# Hello Everyone (i Done It Now)



## Empty_Nesters (May 15, 2008)

Hello, My name is Marty and the brides name is Gale. We have been married for over 26 years and have been camping our whole life together. We have two grown daughters, We've had every thing from pop-ups to Diesel Pushers, however the best times is when things were simple and had the old Terry travel trailer. 
Last month we went to load the Class A to get away to the lake for the weekend and the bride says "Don't you miss the travel trailer?" I told her I wished we had never gotten rid of it, that im just tired of the moterhomes and 5th wheels. We started looking at the forums and landed at Outbackers,com. A week later the F-350 is sold and replaced with an Excursion. A week after that we are now the proud owners of a New 07'Outback 28' RSDS.
We looked at all of the Outback models and floorplans and kept going back to the RSDS. We liked it except we wanted twins in the bunkhouse instead of the 4 bunks. We bought it and when we got it home she said that she loved everything except the bunks. I sent her to her moms for about an hour to get something for me that I really didn't need. When she returned the top bunks were gone. 
Some would ask what would removing the bunks do to the resale value? I don't care what the removal would do to the value, this is my camper right now and it is going to be like I want it not how someone else may want it years from now. Got to admit we don't buy these things to make money, we buy them to make memories.
This site is the reason we ended up with the Outback, thanks for the wealth of information provided from all of the members. I don't care about the dealer's jive when looking to make a major purchase such as this, I look to the people who actually own them. Again thanks Outbackers.

Marty


----------



## Doxie-Doglover-Too (Jan 25, 2007)

You'll have to post pics of that mod! I like your attitude! someday you'll sell and it'll be just what somone wants!








where do you live?


----------



## Empty_Nesters (May 15, 2008)

We live in Apex, N.C. about 5 miles from Jordan Lake.


----------



## skippershe (May 22, 2006)

Hi Empty Nesters
















 to Outbackers!! 

You're right! You should make your Outback your own and not worry about years down the road...live for the moment and don't look back









Now that you've gotten your first mod out of the way....look out! I think you're going to be dangerous in that department









Welcome back to the simpler ways of camping and Enjoy!


----------



## mswalt (Sep 14, 2004)

Welcome to our group.

Glad you joined us!

Mark


----------



## 'Ohana (May 20, 2007)

Wow !! Thats a neat story







and WELCOME to Outbackers

Ed


----------



## Oregon_Camper (Sep 13, 2004)

Welcome...Welcome...Welcome.

Glad you found us.









Congrats on the new Outback. You're going to LOVE it.
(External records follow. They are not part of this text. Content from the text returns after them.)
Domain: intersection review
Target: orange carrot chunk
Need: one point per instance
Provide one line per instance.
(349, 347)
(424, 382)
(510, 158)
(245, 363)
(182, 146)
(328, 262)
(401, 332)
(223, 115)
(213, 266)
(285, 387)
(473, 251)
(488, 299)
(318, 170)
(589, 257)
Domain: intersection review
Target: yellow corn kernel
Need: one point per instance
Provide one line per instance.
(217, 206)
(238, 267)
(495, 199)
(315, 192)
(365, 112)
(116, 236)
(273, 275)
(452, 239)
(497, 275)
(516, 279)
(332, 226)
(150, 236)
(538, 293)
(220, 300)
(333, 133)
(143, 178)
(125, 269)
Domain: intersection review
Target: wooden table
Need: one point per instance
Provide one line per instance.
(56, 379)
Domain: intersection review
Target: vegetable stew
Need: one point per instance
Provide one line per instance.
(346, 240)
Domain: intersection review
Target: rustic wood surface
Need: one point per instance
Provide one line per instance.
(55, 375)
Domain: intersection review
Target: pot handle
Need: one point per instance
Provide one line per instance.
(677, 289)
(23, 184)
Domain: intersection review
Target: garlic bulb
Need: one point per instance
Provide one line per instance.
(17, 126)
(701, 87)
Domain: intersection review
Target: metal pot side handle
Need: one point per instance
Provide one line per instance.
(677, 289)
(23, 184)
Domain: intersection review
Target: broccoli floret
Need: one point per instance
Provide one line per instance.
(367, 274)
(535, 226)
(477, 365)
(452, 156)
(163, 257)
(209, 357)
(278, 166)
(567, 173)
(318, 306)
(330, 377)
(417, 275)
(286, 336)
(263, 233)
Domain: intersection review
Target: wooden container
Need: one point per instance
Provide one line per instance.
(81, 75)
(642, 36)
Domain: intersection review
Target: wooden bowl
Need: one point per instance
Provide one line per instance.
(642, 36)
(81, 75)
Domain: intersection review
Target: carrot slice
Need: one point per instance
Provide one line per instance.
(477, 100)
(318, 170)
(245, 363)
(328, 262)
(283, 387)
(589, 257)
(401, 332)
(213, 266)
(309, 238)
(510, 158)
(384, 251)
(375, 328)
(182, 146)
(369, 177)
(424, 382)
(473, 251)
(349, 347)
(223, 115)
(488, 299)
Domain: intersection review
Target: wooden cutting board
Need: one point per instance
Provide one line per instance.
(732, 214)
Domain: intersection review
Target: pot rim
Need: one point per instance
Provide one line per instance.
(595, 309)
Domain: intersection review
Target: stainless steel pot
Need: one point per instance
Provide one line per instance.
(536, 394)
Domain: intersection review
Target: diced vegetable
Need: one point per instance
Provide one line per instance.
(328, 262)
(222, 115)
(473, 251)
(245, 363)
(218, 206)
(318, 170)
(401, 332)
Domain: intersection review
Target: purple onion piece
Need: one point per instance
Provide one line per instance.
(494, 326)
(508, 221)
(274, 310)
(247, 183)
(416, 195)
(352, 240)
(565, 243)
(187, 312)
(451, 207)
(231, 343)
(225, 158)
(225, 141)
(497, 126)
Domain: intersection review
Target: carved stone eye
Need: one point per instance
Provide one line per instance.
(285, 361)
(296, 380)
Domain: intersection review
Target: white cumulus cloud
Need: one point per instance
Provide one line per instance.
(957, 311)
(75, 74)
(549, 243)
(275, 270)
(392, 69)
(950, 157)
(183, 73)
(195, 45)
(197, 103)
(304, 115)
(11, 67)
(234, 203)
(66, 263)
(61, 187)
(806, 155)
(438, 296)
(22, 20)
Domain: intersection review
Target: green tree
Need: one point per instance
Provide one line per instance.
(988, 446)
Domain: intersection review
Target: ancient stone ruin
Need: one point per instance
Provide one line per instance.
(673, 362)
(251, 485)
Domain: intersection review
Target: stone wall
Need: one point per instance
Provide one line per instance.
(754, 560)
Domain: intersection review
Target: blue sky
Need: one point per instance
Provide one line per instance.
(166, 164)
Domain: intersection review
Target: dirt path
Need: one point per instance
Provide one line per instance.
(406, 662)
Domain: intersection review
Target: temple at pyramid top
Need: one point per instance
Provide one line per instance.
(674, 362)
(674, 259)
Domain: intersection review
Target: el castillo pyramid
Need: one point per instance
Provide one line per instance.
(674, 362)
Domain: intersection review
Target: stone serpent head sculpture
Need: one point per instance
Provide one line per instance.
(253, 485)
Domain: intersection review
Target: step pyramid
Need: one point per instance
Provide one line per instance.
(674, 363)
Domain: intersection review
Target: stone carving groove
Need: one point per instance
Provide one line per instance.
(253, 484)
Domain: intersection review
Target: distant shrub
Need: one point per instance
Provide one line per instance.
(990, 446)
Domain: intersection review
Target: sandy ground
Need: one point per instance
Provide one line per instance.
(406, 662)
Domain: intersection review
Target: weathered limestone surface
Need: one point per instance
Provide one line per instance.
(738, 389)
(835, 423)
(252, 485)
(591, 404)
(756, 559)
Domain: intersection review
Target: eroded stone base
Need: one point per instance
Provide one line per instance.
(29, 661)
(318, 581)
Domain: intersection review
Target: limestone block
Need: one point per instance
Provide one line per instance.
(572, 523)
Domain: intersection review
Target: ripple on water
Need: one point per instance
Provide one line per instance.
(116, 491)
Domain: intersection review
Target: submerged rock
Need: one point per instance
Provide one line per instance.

As long as you keep the parts...putting the bunks back in shouldn't be a problem.
I took out the lower bunk on the door side and it made a HUGE change. Tons of space!


----------



## lori26 (Jul 23, 2007)

Enjoyed your story............ We are a little south of you in Charlotte. Welcome and congrats. on the new Outback.









I see you are close to Jordan Lake. We have talked about going there...........since they don't take reservations it makes us nervous to drive the 2+ hours..........are sites still easy to get in the spring/summer? I would love to hear any information you have on Jordan Lake. We hear it is great and lots of sites and since we have a boat now--campgrounds on lakes are a bonus.

Thanks, Lori


----------



## hpapa4 (Apr 11, 2007)

Love the thoughts on making memories. Welcome to Outbackers and enjoy your new Outback.


----------



## Empty_Nesters (May 15, 2008)

Thanks all for the welcome. I'm afraid the bunk removal was just the begining of the mods, as I have already ordered the drawer for the flipout in the kitchen, switched the dinette bench drawer with the door in the tv stand. As far as saving the parts for putting bunks back all I was able to salvage was the mattresses. "Gilligan" rung off all of the screw heads on the screws holding the bunks in place. I don't mean 1 or 2, I mean all 14 screw heads were rung off. I took the cordless sawzall and cut the aluminum bunk framing apart as not to mess up the walls. I managed to remove both bunks leaving only screw holes to caulk with beige caulk.

lori26, for a normal weekend sites are not that hard to get. Waterfront sites are gone Thursday night or early Friday morning. On a holiday weekend better head up on Wednesday night or early Thursday morning. Last year by 3:00 PM on Friday Memorial Day weekend all 1050 Lake Jordan sites were occupied. As far as reservations you can reserve a site but you have to reserve it for a 7 day minimum. I usually reserve a waterfront once or twice a year as I also have a boat. It is nice to pull the boat up to the campsite and leave it there. If you are ever this way during the week let me know and Gale and I will be Glad to show you the campgrounds so you will know about where you want to stay.

Marty


----------



## Oregon_Camper (Sep 13, 2004)

I'd love to see a picture of your new bunk house. Can you post a few for us?


----------



## Empty_Nesters (May 15, 2008)

Oregon Camper, I wil post pics as soon as soon as I can. The baby girl took my digital camera with her to South Africa on a college trip. She will be back Memorial Day Weekend. I will try to borrow a camera long enough to get some pics.

Thanks, Marty


----------



## mswalt (Sep 14, 2004)

> I'd love to see a picture of your new bunk house. Can you post a few for us?


Yeah, me, too.

Mark


----------